While the concerns Voegele touches on in her songs are contemporary, her sensibility is deeply rooted. Growing up surrounded by the music of seminal singer/songwriters like Carole King, James Taylor, Joni Mitchell, and Eric Clapton, thanks to her musician father, Voegele absorbed everything she heard as if by osmosis, and began writing her own songs by age fifteen. Kate was 16 when some rough demos she’d recorded with her father led to an opening slot at a stop on John Mayer and Counting Crows’ 2003 shed tour, followed by second-stage appearances in front of Patty Griffin, Aimee Mann and Mindy Smith.
She subsequently opened for Dave Matthews, the Wreckers, Howie Day, John Mellencamp and Jamie Cullum, as well as performing at two consecutive Farm-Aid concerts, Summerfest, SXSW, CMJ and dozens of club shows at venues including New York’s Bitter End and the House of Blues in Chicago. Additionally, her song “I Won’t Disagree” took first place over 4,000 entries to the New York Songwriters’ Circle, winning Pop Song of the Year, while “Only Fooling Myself” was the winner of the USA Songwriting Contest. One early admirer from the A&R world asserted that Kate could be “the commercial Patty Griffin,” in reference to the emotional and intellectual depth of her writing and singing.
Ambitious by nature and powerfully motivated by these gratifying early experiences, Voegele continued to write, including collaborations with pros like Jim McGorman (Michelle Branch) and Peter Zizzo (Avril Lavigne), and to record, working up a set of impressive demos in L.A. with Altman in 2004, marking the beginning of what has turned out to be a fruitful partnership.
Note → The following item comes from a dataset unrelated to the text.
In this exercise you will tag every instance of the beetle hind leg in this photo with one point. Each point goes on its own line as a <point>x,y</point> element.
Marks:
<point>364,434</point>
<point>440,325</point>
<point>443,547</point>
Inevitably, the music Voegele was turning out caught the ears of a number of A&R reps and label heads, leading to showcases and a number of offers, none of which felt right to the canny and discerning young artist. But after meeting with the staff of MySpace Records at the request of A&R man Jon Pikus, who’d wanted to sign her during a previous stint at Columbia, Kate knew she’d found the right label to partner with.